A impressora matricial puxou o rolo de papel. Ajudei a destacar as laterais e a cortar as folhas. Meu pai perguntou se eu já sabia passar fax. Quando a linha do outro lado deu sinal, enviei o orçamento. Meu pai ligou para o cliente para confirmar se o fax chegou legível. Estava otimista em fechar o contrato. Ele começou a guardar as coisas na sua pasta de couro marrom: agenda, calculadora, canetas, lenços e carteira. Ele parecia distraído e eu precisei lembra-lo de sua promessa:
─ Vamos lá. ─ ele disse.
Discou o número que eu apontei na lista telefônica.
─ E vocês conhecem algum lugar que tem? Só no Rio de Janeiro? Imaginei. É. É. Fica longe. Não, não é pra mim. É minha filha que quer aprender. Não aceita criança lá? Só maior de 18? Sei. Tá certo, meu amigo, obrigada pela informação.

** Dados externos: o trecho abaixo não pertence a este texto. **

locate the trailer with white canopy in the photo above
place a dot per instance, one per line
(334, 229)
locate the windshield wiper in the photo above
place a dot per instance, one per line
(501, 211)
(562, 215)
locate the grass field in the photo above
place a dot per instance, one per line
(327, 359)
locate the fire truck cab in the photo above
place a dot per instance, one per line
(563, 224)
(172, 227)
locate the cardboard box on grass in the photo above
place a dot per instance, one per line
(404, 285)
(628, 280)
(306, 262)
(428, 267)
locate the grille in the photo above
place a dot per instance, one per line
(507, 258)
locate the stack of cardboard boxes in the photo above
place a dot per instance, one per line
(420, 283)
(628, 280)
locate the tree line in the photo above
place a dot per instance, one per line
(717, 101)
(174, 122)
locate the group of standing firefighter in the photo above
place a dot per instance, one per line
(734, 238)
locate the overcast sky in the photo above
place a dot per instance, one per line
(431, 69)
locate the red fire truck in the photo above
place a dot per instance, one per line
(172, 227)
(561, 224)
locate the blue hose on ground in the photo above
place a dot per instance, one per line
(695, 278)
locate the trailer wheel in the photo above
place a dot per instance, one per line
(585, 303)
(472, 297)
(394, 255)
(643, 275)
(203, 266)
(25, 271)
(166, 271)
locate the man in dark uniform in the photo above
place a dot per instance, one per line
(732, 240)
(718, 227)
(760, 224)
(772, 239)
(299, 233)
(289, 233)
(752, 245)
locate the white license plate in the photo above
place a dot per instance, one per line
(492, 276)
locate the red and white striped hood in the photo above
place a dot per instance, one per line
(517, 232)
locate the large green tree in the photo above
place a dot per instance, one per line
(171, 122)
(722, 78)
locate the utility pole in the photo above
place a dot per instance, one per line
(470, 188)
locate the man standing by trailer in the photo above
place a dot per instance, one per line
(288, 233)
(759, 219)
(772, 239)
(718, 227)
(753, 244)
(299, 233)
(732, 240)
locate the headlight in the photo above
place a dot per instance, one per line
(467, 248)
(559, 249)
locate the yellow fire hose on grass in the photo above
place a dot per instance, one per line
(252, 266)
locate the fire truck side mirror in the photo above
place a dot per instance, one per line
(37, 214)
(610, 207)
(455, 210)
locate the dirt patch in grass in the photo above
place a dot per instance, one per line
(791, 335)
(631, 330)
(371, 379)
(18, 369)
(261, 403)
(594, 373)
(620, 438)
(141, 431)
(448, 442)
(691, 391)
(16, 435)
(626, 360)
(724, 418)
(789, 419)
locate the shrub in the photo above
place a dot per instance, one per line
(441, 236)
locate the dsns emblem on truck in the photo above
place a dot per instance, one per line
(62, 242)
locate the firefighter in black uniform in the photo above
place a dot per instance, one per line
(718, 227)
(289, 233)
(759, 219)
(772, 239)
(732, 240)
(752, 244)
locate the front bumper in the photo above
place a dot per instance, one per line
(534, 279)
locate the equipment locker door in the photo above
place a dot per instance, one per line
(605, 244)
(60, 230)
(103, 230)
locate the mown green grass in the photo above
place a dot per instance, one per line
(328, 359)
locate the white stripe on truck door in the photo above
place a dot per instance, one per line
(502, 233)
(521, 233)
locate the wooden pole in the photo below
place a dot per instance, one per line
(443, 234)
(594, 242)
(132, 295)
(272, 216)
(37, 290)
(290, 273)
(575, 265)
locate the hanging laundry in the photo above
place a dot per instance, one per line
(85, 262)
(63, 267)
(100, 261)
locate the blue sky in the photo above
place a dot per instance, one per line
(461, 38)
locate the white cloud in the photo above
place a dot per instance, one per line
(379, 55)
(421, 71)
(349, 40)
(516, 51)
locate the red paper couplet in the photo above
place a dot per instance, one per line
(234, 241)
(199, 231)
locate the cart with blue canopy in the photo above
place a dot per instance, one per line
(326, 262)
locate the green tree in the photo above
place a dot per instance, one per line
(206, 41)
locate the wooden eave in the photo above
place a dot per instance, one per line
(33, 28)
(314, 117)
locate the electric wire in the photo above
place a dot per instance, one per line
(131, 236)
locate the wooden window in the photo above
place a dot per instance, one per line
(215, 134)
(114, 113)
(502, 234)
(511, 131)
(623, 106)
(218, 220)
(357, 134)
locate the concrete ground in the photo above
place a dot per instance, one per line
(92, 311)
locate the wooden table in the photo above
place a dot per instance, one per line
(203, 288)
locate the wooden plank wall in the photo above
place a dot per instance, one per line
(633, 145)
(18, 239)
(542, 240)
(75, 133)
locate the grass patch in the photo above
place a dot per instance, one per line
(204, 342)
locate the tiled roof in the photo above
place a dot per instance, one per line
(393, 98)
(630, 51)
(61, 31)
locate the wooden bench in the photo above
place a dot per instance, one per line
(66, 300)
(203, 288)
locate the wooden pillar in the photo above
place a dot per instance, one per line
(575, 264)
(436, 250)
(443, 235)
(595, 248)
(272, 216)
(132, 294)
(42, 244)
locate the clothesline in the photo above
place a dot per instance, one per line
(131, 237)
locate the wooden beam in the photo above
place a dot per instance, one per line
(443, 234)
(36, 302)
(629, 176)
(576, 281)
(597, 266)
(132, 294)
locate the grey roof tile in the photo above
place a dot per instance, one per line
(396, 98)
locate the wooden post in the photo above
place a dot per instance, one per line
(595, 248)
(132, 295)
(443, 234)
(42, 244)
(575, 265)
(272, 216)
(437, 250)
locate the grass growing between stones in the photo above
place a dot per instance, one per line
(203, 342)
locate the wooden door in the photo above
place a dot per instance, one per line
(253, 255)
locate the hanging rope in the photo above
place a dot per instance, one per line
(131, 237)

Até hoje desconfio que foi tudo encenação.
Nota: em 1975, a japonesa Junko Tabei foi a primeira mulher a atingir o cume do Everest. Ela também completou o trajeto dos 7 cumes. Criou em 1969 o Clube de Mulheres Alpinistas do Japão para incentivar outras mulheres a realizarem o sonho de se tornarem montanhistas. Aos 10 anos escalou sua primeira montanha, o Monte Nasu.